I had my first bottle of Alpha King on a complete whim while eating at Fat Willy’s Rib Shack in northern Chicago (a must for BBQ fans). I hadn’t planned to order a drink, but my dining partners all ordered a spiked drink so I succumbed to peer pressure (Kids: don’t succumb to peer pressure, you’re better than that). While there were other microbrews available, I was pulled in by the Alpha King artwork and careful attention to detail. I’ve mentioned this before, but I’m a sucker for good packaging.

From the photo above, you can see that Alpha King pours a medium amber color and produces a lovely frothy head. The flavor profile contains the classic Pale Ale bitterness, but is not overwhelming like some IPAs I’ve had in the past. Quite a bit of citrus aroma emerges when poured into a glass (lemon and orange mostly), but much of the aroma never reaches your senses when consumed out of the bottle.

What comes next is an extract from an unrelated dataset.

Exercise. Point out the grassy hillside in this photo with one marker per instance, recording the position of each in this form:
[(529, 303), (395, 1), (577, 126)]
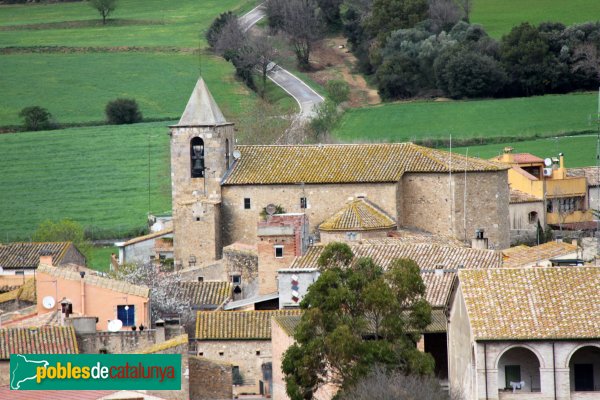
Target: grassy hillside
[(76, 87), (580, 151), (498, 17), (97, 176), (519, 117)]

Three Floyd’s is a regional brewery located in Munster, Indiana, not too far from the Illinois border and is pretty difficult to find outside of the northern Midwest. It sells for around $11 per six pack and can be found on draft at establishments that appreciate good beer. While I myself would happily pick up this beer again, I don’t think it stands out as an exceptional Pale Ale in comparison to other microbrews.